Amerykańska Unia Wolności Obywatelskich (ACLU), złożyła pozew przeciw policji za nakładanie mandatów na przeklinających obywateli. Przedstawiciele ACLU twierdzą, że prawo do przeklinania gwarantuje konstytucja.
- Wielu policjantów nie zdaje sobie sprawy, że przeklinanie nie jest przestępstwem - mówi Marieke Tuthill z ACLU w Pensylwanii. - Tymczasem sądy wielokrotnie stwierdziły, że zgodnie z prawem do wypowiedzi można przeklinać Karalne jest publiczne używanie słów obscenicznych - dodaje.
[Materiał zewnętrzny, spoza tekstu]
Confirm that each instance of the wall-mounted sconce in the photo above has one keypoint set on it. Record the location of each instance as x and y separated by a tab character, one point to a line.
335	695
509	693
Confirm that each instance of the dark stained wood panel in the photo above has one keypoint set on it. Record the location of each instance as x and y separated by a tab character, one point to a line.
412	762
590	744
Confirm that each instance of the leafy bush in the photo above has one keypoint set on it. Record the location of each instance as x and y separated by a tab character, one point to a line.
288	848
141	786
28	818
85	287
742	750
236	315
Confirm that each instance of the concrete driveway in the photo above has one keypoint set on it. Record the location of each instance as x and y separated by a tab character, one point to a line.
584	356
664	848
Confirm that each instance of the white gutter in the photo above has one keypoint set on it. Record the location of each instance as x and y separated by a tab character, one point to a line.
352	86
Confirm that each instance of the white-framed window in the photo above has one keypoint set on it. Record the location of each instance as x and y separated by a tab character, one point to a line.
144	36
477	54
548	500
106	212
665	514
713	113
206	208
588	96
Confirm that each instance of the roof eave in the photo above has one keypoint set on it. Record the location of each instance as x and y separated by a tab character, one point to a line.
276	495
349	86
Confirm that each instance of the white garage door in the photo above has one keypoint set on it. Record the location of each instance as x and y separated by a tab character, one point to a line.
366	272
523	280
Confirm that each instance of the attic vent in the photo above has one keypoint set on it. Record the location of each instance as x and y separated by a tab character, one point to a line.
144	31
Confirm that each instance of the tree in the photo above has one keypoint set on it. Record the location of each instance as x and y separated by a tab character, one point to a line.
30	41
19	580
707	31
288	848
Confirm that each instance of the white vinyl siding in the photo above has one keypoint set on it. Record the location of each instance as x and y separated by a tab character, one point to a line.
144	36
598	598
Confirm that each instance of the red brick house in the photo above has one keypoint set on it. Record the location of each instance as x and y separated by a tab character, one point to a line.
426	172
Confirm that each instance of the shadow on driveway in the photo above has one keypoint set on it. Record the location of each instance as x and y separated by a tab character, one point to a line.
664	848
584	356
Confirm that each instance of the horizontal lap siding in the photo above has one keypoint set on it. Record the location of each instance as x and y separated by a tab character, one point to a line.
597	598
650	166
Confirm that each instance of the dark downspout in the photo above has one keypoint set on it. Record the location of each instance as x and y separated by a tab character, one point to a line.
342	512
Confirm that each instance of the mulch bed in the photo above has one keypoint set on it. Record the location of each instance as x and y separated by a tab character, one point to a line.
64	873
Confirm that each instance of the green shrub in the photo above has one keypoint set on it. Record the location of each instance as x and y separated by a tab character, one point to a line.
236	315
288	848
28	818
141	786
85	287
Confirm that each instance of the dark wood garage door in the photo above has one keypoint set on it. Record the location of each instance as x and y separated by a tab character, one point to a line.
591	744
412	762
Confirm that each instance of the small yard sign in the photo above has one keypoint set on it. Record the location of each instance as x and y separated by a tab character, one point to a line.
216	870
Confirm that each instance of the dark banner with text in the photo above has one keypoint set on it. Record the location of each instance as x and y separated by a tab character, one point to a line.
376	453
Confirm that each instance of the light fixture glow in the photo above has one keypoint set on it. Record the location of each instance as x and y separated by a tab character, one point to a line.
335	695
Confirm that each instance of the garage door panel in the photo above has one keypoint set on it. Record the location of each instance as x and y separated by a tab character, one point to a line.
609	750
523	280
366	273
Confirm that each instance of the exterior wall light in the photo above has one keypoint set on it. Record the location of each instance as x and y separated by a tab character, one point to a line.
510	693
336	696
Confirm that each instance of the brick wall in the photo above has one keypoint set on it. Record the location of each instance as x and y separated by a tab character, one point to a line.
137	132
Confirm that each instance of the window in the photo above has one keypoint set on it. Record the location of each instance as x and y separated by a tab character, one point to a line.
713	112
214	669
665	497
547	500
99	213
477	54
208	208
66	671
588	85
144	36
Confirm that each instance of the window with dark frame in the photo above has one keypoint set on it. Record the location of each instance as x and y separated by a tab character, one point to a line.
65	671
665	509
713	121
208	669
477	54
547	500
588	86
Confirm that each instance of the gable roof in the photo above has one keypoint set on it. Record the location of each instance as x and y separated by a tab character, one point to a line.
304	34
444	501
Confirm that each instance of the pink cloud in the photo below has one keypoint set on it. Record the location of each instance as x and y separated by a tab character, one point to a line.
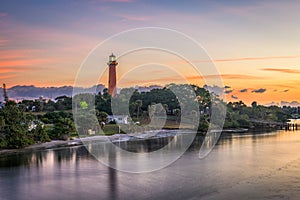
3	14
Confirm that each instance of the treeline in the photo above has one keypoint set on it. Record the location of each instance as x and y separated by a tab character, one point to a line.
28	122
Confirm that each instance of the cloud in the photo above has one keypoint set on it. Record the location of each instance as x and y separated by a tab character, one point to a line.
292	103
228	91
256	58
134	18
232	76
261	90
244	59
234	97
290	71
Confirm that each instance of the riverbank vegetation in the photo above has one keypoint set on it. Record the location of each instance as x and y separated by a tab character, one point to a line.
32	121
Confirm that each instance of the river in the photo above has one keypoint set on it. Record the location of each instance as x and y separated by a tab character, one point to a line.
241	166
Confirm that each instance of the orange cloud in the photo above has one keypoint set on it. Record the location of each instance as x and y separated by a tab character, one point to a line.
290	71
239	59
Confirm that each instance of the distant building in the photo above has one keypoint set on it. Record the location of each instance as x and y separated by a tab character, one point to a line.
112	79
42	99
119	119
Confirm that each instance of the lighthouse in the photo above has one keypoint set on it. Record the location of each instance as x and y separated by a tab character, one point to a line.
112	80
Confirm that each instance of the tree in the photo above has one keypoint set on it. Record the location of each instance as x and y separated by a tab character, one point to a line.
14	127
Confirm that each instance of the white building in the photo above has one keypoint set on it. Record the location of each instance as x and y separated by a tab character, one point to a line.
119	119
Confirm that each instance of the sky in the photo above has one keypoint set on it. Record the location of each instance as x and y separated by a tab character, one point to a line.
254	45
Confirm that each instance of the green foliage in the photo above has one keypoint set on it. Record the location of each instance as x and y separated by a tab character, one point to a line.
14	127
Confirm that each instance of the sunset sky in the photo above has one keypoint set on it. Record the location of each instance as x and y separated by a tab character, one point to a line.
255	45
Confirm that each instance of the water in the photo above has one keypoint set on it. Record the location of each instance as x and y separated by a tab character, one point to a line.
251	166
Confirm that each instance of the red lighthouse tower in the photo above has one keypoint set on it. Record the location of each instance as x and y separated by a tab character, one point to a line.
112	80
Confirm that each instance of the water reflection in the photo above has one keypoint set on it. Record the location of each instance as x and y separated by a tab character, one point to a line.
72	173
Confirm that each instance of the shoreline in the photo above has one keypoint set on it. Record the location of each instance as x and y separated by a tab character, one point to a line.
113	138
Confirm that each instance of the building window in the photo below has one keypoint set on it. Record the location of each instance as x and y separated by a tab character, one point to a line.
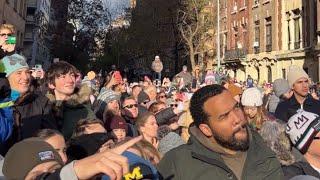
269	74
256	44
268	35
296	33
15	5
284	74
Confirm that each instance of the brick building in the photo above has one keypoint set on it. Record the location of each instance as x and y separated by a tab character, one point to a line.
14	12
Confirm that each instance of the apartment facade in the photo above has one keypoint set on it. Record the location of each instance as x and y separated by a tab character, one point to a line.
234	35
36	45
278	34
14	12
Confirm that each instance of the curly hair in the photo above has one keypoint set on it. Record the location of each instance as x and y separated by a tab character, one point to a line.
199	98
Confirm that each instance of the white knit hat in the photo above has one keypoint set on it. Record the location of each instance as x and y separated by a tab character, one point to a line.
296	73
302	128
251	97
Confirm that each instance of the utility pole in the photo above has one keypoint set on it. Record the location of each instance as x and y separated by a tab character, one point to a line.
218	34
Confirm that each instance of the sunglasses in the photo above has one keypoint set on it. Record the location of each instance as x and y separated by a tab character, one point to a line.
131	106
173	105
4	34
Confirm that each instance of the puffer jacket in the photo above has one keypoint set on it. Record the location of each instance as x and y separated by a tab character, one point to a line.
299	168
68	113
195	161
31	113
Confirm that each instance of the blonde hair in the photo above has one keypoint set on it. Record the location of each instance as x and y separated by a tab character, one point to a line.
142	119
10	27
259	118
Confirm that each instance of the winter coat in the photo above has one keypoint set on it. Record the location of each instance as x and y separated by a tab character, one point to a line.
289	107
68	113
132	128
164	116
273	103
299	168
31	112
6	119
195	161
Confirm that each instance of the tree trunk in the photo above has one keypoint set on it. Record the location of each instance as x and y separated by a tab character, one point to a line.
192	60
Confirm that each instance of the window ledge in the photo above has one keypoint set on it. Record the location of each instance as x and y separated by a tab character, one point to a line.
243	8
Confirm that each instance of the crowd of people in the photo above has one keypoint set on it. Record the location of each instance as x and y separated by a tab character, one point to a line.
62	124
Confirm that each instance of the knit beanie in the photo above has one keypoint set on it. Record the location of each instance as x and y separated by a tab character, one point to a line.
280	86
142	97
10	64
118	122
170	141
108	96
91	75
234	90
296	73
251	97
302	128
27	154
210	77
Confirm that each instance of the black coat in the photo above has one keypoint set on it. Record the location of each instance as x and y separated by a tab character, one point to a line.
299	168
31	113
164	116
289	107
195	161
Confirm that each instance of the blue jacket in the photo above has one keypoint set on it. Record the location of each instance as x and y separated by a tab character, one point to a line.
6	119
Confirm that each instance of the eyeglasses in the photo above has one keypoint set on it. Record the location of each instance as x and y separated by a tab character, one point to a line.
130	106
145	102
14	61
5	34
250	108
173	105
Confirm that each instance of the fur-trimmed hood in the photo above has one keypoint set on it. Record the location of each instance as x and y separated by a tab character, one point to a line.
79	97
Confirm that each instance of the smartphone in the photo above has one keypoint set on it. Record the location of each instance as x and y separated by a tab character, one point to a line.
117	76
194	84
11	40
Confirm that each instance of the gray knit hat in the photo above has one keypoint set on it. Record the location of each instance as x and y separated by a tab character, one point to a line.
280	86
170	141
27	154
108	96
142	97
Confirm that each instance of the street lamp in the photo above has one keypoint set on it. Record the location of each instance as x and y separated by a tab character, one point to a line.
218	34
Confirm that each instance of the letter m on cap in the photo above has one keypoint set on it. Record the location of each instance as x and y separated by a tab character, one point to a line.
135	175
300	121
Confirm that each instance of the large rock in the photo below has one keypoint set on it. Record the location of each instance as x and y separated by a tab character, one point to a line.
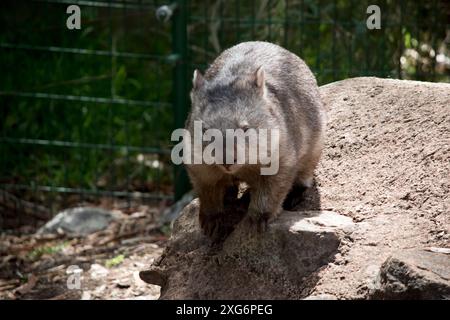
277	264
414	274
385	165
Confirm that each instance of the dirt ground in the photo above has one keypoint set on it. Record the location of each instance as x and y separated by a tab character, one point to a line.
386	164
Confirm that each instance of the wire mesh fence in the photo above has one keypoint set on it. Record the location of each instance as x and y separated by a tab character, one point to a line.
87	114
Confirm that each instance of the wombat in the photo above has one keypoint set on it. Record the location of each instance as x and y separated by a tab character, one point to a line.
257	85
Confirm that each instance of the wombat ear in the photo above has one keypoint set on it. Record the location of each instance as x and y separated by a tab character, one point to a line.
197	79
259	77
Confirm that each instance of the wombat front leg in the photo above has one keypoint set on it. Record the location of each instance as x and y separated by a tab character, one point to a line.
267	198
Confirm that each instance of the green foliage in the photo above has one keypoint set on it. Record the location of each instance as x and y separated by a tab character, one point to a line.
36	253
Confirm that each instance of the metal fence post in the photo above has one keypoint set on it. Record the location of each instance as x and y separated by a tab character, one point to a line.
180	86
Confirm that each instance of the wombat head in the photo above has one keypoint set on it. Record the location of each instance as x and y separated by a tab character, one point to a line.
238	102
232	102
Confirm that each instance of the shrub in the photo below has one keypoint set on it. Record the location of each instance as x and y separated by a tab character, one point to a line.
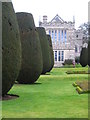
31	67
11	47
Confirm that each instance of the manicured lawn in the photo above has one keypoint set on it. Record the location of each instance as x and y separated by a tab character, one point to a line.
53	96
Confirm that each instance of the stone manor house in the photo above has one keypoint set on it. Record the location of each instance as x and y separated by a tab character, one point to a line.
66	40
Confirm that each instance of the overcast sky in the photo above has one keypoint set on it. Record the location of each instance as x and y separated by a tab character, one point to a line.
66	9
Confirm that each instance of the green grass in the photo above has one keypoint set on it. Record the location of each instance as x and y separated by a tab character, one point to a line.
53	96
W pozwie ACLU opisuje między innymi sprawę kobiety, która została ukarana mandatem 300 dolarowym i 90 dniowym aresztem po tym, jak krzyknęła obraźliwe słowo do motocyklisty, który prawie w nią wjechał. W innej opisywanej sprawie mężczyzna został aresztowany za przekleństwo w obecności policjanta, który wypisywał mu mandat za złe parkowanie.
Według ACLU problem jest poważny. W Pensylwanii co roku za przeklinanie skazuje się niesłusznie 750 osób. - Policjanci powinni wiedzieć, że istnieje prawne rozgranicznenie między przekleństwami i słowami obscenicznymi - mówi przedstawicielka ACLU.